Lo primero que hay que tener claro para entender esta problemática es que las personas mayores no huyen necesariamente de las nuevas tecnologías. Esto no pasa de ser un cliché que estigmatiza a un colectivo muy numeroso y heterogéneo, puesto que muchas personas ancianas desean fervientemente aprender a manejar dispositivos electrónicos. Lo que sucede es que, fruto de su escasa formación al respecto o del deterioro de sus facultades físicas, muchos usuarios potenciales no consiguen encontrar el producto más idóneo. La tableta Breezie aspira a cambiar este estado de las cosas en los próximos años.

Breezie es un dispositivo que no se diferencia en nada de una tableta cualquiera a simple vista. El diseño exterior es idéntico al de cualquiera de las principales referencias del mercado pero las novedades llegan al iniciar sesión. La interfaz de usuario se ha simplificado considerablemente, reduciendo las opciones disponibles en cada pantalla para facilitar su manejo. De este modo, en lugar de saturar a las personas ancianas con multitud de posibilidades y combinaciones, los usuarios podrán navegar cómodamente, evitando la confusión gracias a instrucciones más claras. Todo ello sin renunciar a las aplicaciones propias de una tableta.

La adaptación de Breezie a las características físicas de los usuarios de mayor edad no se limita al diseño de las pantallas. Conscientes de los posibles problemas de coordinación o de la pérdida de sensibilidad en los dedos de la mano, esta tableta senior facilita la ejecución de las acciones.
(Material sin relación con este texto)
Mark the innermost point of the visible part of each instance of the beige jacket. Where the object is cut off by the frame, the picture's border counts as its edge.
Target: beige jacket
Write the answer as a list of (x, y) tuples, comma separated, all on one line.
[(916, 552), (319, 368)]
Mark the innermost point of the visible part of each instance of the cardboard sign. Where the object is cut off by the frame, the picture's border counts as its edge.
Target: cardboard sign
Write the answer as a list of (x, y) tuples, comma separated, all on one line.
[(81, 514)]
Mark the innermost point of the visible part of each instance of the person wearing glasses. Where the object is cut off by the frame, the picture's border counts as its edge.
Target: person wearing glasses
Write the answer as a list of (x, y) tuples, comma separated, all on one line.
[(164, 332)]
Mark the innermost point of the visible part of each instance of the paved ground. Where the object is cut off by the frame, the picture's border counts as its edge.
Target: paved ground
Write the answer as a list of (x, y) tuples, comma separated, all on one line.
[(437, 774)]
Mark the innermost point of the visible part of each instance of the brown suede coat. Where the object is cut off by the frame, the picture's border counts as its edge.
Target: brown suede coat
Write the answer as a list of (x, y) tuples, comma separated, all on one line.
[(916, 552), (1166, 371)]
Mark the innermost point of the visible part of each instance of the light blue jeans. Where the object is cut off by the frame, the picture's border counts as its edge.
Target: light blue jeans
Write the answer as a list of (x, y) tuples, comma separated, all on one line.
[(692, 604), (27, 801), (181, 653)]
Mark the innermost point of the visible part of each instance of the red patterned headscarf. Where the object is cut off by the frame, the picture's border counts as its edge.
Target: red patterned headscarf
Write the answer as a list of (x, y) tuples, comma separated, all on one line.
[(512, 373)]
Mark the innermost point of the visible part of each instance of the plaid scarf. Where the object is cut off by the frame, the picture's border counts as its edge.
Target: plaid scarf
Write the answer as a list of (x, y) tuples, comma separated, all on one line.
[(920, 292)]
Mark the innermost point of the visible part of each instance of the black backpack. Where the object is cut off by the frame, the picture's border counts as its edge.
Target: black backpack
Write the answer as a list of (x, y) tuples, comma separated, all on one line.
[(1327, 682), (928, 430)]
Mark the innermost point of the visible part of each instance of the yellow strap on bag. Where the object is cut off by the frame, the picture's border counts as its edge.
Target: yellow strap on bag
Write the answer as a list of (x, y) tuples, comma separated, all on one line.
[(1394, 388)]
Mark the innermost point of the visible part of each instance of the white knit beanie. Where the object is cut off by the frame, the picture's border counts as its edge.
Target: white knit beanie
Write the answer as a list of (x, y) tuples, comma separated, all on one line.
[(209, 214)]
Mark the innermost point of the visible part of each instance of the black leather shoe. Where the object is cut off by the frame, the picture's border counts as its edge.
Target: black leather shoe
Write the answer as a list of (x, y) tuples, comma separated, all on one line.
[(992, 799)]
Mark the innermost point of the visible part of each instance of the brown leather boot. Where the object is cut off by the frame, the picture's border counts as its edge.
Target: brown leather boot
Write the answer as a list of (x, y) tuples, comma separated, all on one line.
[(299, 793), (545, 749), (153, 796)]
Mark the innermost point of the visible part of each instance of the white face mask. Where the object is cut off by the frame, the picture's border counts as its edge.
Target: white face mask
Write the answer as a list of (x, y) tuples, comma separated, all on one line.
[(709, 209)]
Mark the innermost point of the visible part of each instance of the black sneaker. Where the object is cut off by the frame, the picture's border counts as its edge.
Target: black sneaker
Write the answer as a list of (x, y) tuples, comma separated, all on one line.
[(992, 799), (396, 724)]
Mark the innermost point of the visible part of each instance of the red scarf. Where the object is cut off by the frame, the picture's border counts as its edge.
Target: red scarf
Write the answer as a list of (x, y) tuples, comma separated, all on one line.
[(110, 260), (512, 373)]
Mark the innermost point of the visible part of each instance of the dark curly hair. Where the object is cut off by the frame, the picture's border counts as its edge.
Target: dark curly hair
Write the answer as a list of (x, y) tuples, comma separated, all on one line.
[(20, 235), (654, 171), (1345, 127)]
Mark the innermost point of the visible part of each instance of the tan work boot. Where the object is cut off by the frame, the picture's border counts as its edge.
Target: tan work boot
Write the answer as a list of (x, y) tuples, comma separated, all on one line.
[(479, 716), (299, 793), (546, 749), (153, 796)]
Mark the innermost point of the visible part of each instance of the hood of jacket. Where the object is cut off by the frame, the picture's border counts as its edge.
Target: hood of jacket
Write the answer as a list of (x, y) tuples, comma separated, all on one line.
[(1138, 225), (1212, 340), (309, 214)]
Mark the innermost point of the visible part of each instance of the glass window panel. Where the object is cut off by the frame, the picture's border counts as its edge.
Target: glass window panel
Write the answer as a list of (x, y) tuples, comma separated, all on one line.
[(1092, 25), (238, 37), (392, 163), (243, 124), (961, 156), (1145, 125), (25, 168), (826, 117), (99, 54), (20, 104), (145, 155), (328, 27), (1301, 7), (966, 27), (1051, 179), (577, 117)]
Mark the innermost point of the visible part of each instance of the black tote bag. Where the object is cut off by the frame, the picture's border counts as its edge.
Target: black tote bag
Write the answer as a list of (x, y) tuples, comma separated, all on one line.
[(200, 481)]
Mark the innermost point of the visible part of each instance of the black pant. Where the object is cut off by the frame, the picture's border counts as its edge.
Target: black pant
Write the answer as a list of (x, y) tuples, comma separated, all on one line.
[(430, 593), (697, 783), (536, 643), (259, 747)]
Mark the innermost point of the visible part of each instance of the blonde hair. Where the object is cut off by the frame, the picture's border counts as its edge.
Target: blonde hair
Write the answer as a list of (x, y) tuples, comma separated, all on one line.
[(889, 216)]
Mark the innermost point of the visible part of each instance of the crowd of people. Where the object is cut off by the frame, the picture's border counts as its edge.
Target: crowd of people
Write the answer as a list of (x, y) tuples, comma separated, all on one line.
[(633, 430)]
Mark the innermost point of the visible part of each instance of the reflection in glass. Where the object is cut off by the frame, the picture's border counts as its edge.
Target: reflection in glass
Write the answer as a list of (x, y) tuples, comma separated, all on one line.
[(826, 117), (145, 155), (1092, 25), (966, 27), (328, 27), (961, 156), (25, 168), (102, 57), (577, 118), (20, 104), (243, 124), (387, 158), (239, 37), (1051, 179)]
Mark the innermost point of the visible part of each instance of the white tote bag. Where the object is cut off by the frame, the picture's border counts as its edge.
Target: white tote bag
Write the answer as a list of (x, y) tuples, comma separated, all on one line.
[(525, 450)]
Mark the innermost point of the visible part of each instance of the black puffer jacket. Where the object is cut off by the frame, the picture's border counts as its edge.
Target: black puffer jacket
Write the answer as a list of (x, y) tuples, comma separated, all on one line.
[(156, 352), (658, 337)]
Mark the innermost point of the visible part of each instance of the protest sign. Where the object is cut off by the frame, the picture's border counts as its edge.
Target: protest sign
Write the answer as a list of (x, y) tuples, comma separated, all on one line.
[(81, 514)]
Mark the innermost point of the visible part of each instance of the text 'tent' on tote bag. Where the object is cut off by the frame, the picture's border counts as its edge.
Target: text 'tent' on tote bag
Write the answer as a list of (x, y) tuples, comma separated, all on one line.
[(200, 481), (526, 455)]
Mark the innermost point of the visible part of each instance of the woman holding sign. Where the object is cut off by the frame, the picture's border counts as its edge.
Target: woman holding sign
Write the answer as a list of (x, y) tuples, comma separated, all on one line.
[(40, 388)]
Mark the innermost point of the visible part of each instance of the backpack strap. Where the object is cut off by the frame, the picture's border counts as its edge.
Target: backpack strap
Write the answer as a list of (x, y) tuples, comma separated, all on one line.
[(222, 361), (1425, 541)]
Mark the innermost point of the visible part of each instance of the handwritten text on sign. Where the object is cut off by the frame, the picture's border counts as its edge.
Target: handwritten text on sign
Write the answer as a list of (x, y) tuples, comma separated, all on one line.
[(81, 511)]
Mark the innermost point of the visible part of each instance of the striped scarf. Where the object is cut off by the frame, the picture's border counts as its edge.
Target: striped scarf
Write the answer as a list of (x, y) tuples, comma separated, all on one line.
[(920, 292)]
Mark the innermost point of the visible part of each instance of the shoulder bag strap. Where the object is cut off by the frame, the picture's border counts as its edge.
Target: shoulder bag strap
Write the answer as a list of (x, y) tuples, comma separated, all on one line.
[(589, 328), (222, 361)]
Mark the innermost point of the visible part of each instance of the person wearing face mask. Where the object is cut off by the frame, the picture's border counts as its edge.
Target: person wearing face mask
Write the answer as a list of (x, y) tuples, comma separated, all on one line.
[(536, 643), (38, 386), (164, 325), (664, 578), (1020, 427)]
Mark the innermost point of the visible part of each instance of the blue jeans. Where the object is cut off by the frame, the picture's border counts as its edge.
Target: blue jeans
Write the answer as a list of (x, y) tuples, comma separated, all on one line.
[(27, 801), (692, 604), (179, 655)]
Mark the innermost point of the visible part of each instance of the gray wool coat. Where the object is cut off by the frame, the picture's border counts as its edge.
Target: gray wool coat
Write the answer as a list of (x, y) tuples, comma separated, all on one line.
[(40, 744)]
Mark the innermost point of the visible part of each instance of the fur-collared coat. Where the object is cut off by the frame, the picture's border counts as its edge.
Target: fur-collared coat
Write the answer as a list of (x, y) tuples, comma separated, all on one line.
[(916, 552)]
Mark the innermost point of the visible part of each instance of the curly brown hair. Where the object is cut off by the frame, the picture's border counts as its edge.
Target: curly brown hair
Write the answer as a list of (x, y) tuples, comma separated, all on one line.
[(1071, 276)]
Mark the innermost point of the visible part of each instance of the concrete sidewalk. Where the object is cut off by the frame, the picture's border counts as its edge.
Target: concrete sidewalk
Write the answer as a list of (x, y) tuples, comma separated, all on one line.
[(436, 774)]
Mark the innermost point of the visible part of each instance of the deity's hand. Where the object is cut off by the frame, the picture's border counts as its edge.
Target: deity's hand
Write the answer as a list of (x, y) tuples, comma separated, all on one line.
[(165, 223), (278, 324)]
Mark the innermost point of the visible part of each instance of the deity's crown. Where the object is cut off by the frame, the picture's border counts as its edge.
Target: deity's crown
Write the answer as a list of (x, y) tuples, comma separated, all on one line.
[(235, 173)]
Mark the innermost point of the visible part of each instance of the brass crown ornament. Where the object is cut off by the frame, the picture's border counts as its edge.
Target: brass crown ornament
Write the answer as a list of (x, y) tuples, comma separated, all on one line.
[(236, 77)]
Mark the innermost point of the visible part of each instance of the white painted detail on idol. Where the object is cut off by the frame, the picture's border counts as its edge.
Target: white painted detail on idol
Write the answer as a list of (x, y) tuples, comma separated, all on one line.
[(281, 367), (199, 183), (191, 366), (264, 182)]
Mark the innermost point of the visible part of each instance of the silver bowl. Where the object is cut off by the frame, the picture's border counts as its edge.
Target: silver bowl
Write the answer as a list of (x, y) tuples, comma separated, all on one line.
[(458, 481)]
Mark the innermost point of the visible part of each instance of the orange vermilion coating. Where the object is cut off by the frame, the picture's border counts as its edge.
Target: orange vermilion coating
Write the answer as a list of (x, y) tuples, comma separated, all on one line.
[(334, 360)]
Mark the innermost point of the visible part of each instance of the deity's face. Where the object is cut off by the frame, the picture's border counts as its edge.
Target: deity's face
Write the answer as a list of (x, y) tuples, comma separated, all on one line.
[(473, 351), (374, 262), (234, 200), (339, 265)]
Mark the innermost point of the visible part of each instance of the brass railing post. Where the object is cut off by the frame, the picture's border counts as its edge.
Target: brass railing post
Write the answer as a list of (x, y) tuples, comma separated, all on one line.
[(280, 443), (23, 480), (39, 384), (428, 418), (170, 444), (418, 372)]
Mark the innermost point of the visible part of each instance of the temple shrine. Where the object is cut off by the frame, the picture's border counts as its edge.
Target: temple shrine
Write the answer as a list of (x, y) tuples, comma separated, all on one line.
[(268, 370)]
Por ejemplo, puede desbloquearse con un movimiento aleatorio con el dedo y no con un toque ligero sobre un punto concreto o con un deslizamiento preciso del dedo por diferentes puntos de la pantalla. El sistema de reconocimiento de la voz también se ha adaptado a las características de este colectivo.

Como puede intuirse, la apuesta por seducir a las generaciones que más tiempo llevan con nosotros no se limita a una mera cuestión de solidaridad o cohesión social. Las previsiones demográficas no podrían ser más elocuentes sobre el papel de este colectivo en el mercado de mañana. En el año 2030, en torno a un 20% de la población estadounidense superará los 65 años de edad. Como curiosidad, se trata casi de la misma cuota de mercado actual del iPhone en Norteamérica. Así pues, el mero instinto de supervivencia de las marcas debería llevarlas a interesarse más exhaustivamente por las necesidades de cada generación.